This repository contains the code for the MAGI-1 model, pre-trained weights and inference code. You can find more information on our technical report or directly create magic with MAGI-1 here . 🚀✨
- Apr 21, 2025: MAGI-1 is here 🎉. We've released the model weights and inference code — check it out!

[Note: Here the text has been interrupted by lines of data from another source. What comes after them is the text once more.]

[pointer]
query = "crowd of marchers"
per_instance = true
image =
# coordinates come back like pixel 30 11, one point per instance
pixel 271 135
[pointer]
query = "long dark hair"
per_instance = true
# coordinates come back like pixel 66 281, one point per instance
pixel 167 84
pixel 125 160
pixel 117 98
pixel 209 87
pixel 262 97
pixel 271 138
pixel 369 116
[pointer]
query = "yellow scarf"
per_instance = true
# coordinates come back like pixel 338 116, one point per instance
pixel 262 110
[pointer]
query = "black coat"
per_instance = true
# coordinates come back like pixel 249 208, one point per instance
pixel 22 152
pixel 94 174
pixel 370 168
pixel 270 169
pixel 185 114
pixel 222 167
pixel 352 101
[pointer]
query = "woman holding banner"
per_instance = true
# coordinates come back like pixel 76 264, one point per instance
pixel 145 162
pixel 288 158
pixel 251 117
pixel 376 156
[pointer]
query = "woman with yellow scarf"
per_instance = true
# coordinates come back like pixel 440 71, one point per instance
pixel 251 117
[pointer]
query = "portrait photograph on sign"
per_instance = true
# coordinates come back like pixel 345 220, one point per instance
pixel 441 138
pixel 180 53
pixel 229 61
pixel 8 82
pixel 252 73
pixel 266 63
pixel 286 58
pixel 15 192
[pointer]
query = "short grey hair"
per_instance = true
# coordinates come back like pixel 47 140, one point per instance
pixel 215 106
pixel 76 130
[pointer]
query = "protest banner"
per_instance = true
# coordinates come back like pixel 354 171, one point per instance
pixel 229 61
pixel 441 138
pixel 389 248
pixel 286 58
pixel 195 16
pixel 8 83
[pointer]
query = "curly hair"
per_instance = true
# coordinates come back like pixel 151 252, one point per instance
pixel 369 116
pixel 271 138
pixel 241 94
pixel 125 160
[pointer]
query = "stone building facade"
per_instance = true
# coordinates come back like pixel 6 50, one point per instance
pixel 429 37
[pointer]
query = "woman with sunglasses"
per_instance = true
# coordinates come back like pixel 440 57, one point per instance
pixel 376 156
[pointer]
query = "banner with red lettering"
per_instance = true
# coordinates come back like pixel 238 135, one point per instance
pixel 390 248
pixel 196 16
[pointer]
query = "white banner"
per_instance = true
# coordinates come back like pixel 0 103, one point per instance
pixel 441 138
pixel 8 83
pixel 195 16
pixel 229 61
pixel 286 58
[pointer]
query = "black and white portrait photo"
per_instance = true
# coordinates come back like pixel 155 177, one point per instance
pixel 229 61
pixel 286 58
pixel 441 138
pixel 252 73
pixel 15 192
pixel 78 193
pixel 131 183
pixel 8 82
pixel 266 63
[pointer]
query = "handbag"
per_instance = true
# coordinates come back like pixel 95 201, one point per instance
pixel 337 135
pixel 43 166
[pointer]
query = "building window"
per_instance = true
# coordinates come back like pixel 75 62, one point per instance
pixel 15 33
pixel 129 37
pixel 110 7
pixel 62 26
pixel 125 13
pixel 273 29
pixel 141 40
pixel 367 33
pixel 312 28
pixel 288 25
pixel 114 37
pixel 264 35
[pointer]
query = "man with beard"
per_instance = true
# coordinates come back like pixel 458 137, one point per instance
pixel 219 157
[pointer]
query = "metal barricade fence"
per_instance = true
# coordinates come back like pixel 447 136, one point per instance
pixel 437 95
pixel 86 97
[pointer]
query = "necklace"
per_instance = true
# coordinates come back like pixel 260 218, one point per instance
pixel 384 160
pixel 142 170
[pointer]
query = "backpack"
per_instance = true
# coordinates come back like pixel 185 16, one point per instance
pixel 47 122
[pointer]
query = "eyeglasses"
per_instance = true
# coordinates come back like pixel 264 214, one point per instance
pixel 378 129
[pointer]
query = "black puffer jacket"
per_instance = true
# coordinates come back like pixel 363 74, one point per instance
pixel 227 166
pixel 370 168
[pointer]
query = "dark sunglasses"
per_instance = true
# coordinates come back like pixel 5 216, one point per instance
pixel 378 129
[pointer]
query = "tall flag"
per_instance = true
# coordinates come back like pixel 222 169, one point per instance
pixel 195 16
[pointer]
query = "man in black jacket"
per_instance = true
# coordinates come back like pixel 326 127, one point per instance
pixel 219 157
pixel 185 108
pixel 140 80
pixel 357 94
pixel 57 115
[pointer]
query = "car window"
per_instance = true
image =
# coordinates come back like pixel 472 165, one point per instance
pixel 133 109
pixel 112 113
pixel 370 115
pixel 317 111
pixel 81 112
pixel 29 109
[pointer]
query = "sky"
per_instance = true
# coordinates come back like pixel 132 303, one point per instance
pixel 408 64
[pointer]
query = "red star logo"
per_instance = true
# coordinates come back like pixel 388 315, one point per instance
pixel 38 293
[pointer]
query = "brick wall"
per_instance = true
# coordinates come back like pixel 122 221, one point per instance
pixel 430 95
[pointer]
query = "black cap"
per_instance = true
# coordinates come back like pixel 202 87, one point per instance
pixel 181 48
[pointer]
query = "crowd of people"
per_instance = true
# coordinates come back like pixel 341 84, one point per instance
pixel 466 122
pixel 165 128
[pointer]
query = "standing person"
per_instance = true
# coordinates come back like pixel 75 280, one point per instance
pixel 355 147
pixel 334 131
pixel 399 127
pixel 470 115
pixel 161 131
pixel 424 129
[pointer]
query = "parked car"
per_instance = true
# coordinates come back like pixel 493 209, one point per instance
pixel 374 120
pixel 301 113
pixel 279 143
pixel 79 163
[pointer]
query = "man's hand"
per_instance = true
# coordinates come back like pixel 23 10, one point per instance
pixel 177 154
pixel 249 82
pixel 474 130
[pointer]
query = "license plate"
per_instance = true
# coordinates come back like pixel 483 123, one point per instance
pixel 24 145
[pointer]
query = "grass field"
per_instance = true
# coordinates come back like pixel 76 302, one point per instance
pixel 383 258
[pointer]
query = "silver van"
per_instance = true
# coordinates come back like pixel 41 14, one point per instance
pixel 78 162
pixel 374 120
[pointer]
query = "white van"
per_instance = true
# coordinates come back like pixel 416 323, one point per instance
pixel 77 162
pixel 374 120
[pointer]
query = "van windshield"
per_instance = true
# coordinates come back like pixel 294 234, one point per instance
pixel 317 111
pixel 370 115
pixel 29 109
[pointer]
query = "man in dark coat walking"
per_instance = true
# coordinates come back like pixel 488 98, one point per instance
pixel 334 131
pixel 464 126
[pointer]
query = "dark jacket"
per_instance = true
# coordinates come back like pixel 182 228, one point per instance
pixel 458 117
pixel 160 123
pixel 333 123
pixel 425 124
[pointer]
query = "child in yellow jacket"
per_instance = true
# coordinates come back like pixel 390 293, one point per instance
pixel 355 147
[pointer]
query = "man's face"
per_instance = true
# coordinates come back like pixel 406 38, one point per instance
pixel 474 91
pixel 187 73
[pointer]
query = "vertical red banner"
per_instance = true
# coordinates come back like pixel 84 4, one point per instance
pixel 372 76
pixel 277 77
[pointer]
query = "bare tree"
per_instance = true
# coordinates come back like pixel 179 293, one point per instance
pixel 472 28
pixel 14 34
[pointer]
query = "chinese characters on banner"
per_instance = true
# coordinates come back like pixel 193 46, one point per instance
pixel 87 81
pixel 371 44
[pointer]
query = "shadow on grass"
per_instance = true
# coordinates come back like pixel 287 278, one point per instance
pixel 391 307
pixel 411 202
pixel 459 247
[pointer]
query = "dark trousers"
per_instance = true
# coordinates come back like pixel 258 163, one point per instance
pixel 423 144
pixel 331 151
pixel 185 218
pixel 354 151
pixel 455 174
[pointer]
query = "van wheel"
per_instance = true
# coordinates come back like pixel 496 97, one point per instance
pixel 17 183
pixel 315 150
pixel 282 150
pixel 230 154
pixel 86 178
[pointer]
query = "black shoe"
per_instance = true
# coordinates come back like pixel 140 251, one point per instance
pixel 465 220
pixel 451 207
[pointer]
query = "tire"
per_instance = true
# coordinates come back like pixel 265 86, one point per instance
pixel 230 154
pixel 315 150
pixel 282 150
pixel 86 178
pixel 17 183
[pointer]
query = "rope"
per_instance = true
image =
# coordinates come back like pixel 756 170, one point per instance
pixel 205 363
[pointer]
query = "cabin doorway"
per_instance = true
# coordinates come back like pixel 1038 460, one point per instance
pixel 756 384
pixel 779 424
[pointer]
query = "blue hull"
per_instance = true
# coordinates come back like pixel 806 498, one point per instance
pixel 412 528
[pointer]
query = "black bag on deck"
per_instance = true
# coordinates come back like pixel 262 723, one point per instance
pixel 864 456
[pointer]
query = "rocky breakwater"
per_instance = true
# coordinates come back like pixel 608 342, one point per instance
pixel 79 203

We present MAGI-1, a world model that generates videos by autoregressively predicting a sequence of video chunks, defined as fixed-length segments of consecutive frames. Trained to denoise per-chunk noise that increases monotonically over time, MAGI-1 enables causal temporal modeling and naturally supports streaming generation. It achieves strong performance on image-to-video (I2V) tasks conditioned on text instructions, providing high temporal consistency and scalability, which are made possible by several algorithmic innovations and a dedicated infrastructure stack. MAGI-1 further supports controllable generation via chunk-wise prompting, enabling smooth scene transitions, long-horizon synthesis, and fine-grained text-driven control. We believe MAGI-1 offers a promising direction for unifying high-fidelity video generation with flexible instruction control and real-time deployment.
magi-demo-720.mp4
- Variational autoencoder (VAE) with transformer-based architecture, 8x spatial and 4x temporal compression.
- Fastest average decoding time and highly competitive reconstruction quality
MAGI-1 is an autoregressive denoising video generation model generating videos chunk-by-chunk instead of as a whole. Each chunk (24 frames) is denoised holistically, and the generation of the next chunk begins as soon as the current one reaches a certain level of denoising. This pipeline design enables concurrent processing of up to four chunks for efficient video generation.
MAGI-1 is built upon the Diffusion Transformer, incorporating several key innovations to enhance training efficiency and stability at scale. These advancements include Block-Causal Attention, Parallel Attention Block, QK-Norm and GQA, Sandwich Normalization in FFN, SwiGLU, and Softcap Modulation. For more details, please refer to the technical report.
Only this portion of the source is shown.